David Miliband, CEO and President of the International Rescue Committee, said:  

“The worsening rate of global hunger is horrifying to witness. Every day we are seeing the human cost of hunger play out in the countries where we work. World leaders must act now to prevent unprecedented levels of suffering, through increased funding and diplomatic efforts to end conflict and improve humanitarian access.” 
 
CARE International Secretary General, Sofía Sprechmann Sineiro said:  

“Whether Yemen, Syria or the DRC, funding to respond to the hunger crisis is not materializing. Yet trillions are invested in rescue packages for corporates all over the world. Donors must step up. It is not a matter of affordability; it is a matter of political will. CARE’s evidence base tells us that for every dollar women earn, 80 cents go back into the family, compared with 30 cents of every dollar men earn. Gender inequality is a key predictor of the occurrence and recurrence of armed conflict. If we fail to grasp this simple fact, we will fail to prevent or effectively counter famine. 

Save the Children’s CEO, Inger Ashing said:  

"We have warned donors over and over again – their inaction is leading to death and despair among children, as we see in countries across the globe every single day. A pledging conference for Yemen in early March did not even raise half of the funds needed, and that country is at a tipping point. It’s painful, because governments have the money. That thousands of children will be dying of hunger and disease in 2021 is a political choice – unless governments radically choose to help save the lives of children.”  

The Danish Refugee Council Secretary General, Charlotte Slente said:  

“Among the growing number of refugees and displaced persons, lack of access to food severely worsens an already critical situation. DRC calls on all governments to act now to prevent global hunger from adding further destitution to the world’s most vulnerable groups of people.”

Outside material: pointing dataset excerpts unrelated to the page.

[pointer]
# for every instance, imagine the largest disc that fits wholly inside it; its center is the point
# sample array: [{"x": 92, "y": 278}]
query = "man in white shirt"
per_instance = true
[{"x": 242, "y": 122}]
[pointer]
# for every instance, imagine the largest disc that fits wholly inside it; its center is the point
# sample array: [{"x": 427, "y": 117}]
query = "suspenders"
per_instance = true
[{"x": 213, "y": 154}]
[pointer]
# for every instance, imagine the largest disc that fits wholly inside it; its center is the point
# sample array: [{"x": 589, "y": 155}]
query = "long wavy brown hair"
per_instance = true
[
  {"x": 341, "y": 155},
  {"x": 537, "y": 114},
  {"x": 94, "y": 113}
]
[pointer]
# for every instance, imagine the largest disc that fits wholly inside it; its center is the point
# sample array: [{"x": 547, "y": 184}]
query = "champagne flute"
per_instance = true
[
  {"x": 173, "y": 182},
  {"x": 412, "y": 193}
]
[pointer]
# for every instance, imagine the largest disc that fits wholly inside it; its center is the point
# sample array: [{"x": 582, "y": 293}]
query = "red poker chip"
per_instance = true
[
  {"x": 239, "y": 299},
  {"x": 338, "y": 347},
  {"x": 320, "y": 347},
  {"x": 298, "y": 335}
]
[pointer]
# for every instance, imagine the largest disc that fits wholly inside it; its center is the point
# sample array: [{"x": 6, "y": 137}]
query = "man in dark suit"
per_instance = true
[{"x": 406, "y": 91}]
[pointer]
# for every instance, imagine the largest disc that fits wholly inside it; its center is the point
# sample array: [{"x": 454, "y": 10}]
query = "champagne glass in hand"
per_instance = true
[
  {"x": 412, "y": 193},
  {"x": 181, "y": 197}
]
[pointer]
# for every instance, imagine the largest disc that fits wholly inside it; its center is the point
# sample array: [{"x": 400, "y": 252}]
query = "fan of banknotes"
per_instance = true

World Vision International President & CEO, Andrew Morley said:  

“Let me be direct: there is no place or excuse for famine in the 21st century. The fact we have reached this point shows there has been a clear and catastrophic moral failure by the international community. A generation of girls and boys needs us to bring hope, supporting and empowering them to reach their full potential. Children of the world are looking to us to act.” 

Interim CEO of Islamic Relief Worldwide,Tufail Hussain, said: 

“Cutting aid in the middle of a pandemic is morally abhorrent and risks rolling back decades of development. Failure to act now will cast a shadow over generations to come, as malnutrition affects young children’s cognitive and physical development for the rest of their lives. The world must not wait for famine to be declared before helping people who are starving right now. We are calling for global solidarity to end hunger and stand with the world’s poorest people.”

Anne-Birgitte Albrectsen, CEO of Plan International, said:  

“We are witnessing a devastating global hunger crisis, which will hit girls and women the hardest. In countries like South Sudan, we are already hearing reports of hunger-related deaths and families going entire days without food. Others are making heartbreaking choices, marrying their daughters early or saving what little food they have for working members of the household. It is critical that world leaders step up and provide more funding for humanitarian assistance – otherwise, we risk millions of avoidable deaths.”